L’obiettivo di questo sito è raccontare aspetti più e meno noti dei cani così da approfondire la conoscenza dei nostri pelosi, farli vivere nel modo migliore possibile e permettere allo straordinario potenziale della relazione umano-canina di svilupparsi nella sua pienezza.
Per farlo, studiamo la letteratura disponibile, parliamo con la super Cinzia Stefanini, chiediamo informazioni e chiarimenti a ricercatori e in alcuni casi proponiamo interviste, tutto questo a persone che lavorano ovunque nel mondo.
Gli italiani che negli studi scientifici sui cani sono molto avanzati e che quindi potrebbero contribuire in modo importante alla conoscenza collettiva sui pelosi riescono comunque a distinguersi negativamente anche in questo rispetto agli stranieri. Con alcune eccezioni (SIOV, Barbara Bellomo, Chiara Chiandetti, Claudia Fugazza, Chiara Mariti e Roberta Pozzi che ringrazio vivamente), infatti, la norma è non rispondere proprio alle richieste di intervista o in alternativa dirsi disponibili, farsi mandare le domande e poi non rispondere. Da notare che da Milano a Napoli, passando per Pisa, Parma e altre università, gli italiani che se la tirano così non sono nemmeno lontanamente al livello degli stranieri che rispondono – uno tra tanti, James Serpell grazie al cui aiuto abbiamo potuto scrivere sull’amicizia tra i cani.

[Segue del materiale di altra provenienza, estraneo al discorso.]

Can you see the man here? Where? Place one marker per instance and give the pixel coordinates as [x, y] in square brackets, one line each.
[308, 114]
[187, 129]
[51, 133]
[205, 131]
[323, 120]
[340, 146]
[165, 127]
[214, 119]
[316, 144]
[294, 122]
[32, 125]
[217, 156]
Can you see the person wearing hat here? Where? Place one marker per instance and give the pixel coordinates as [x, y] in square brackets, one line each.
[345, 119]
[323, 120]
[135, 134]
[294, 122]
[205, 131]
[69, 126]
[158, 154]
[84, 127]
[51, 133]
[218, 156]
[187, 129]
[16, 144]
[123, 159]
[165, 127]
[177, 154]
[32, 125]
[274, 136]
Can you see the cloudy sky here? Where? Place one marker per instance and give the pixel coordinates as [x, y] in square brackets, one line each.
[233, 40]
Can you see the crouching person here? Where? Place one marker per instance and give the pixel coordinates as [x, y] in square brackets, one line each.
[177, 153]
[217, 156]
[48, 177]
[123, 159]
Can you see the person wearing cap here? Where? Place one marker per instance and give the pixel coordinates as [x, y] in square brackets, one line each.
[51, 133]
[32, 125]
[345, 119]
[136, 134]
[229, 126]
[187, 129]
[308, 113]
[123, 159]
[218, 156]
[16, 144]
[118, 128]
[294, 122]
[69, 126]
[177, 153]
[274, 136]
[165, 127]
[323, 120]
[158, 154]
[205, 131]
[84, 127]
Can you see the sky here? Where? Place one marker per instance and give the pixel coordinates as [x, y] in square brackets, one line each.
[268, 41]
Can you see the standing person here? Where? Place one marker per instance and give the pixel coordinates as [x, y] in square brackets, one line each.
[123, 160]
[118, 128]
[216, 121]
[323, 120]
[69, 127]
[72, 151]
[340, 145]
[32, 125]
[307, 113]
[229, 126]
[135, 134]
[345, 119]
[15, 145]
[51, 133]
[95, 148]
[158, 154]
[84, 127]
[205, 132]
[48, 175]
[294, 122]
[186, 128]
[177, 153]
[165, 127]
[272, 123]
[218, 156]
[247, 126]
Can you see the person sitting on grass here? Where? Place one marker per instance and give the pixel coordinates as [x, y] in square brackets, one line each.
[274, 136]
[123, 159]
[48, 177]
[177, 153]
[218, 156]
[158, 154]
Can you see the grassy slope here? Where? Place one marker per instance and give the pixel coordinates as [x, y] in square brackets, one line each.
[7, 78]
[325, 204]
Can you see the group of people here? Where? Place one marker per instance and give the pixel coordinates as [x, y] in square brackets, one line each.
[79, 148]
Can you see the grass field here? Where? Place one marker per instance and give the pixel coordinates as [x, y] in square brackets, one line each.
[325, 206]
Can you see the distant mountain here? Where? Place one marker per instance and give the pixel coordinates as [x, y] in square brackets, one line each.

Tutto questo mi è venuto in mente mentre ragionavo sull’argomento di oggi.
Qualche tempo fa volevo fare una intervista sulle malattie psicosomatiche dei cani e quello a cui mi sono rivolta (su indicazione della sua responsabile, oltretutto) prima mi ha risposto che non bisogna antropomorfizzare i cani poi che certo sì era disponibile per l’intervista e dopo essersi fatto mandare le domande è scomparso.
A posteriori, visto il suo commento, ci ha fatto un favore.
Nel caso specifico dell’argomento che mi interessava perchè è un dato di fatto che nei cani, proprio come negli umani, ci sono legami tra fattori psicologici e fattori fisiologici nell’origine e/o nel mantenimento delle malattie (ad esempio lo stress che si manifesta con sfoghi alla pelle o la frequente associazione tra grande sensibilità e colite) per cui non ci si può fidare di uno, oltretutto veterinario, che in nome della non antropomorfizzazione nega che i cani possano soffrire di malattie psicosomatiche.
Il favore più grande però lo ha fatto perchè con il suo commento ha alzato una palla bellissima da schiacciare nella sua parte di campo e di tutti quelli che la pensano come lui (metafora pallavolistica).
Il punto è l’antropomorfizzazione dei cani e la chiave di lettura la da Marc Bekoff.
Il grande professore etologo e biologo spiega che usare termini umani per parlare dei cani (e degli altri animali in generale) permette agli umani di superare i limiti del nostro linguaggio e di avvicinarsi così maggiormente ai cani e migliorarne la conoscenza. Il che non vuol dire sostenere che i cani sono come gli umani, ossia antropomorfizzarli.
Detta altrimenti, parlare di, ad esempio, tristezza o felicità dei cani permette agli umani di riconoscere ed esplorare le emozioni dei cani ma non equivale a sostenere che i cani sono tristi e felici nello stesso modo degli umani. Magari lo sono, magari no, quello che conta è sapere che provano emozioni e quali tipi. Così è per la tristezza e la felicità e così è per tante altre emozioni, sentimenti e stati d’animo che è scientificamente provato non essere esclusive degli umani.
Meglio, sotto tutti i punti di vista, uno che nega che i cani sentono il dolore – fisico e psicologico – perchè quel termine definisce sensazioni che hanno gli umani (con tutte le implicazioni drammatiche che questo comporta per come sono trattati i cani) o uno che riconosce la ricchezza sentimentale ed emotiva dei cani anche se così facendo corre il rischio di avvicinarla a quella umana? Io mi sento di dire, tutta la vita il secondo.
Detto questo, è importante ricordareche i cani non sono umani. Le loro esigenze e il loro modo di essere sono comparabili a quelli umani per ricchezza e complessità ma non sono necessariamente uguali e rispettare i cani vuol dire riconoscere la loro natura, nella loro ricchezza e complessità, con tratti a volte coincidenti con quelli umani (ad esempio il legame che si forma tra cani e proprietari che è come quello tra figli e genitori) e volte dello stesso genere ma con declinazione canina (ad esempio, possibilmente, l’imbarazzo) e a volte specificamente canini.
Certo è che chi sostiene che i cani non provano sentimenti, emozioni e stati d’animo e tutto ciò che ne è correlato (vd le malattie psicosomatiche) perchè se no vuol dire sostenere che sono umani non fa un favore a nessuno.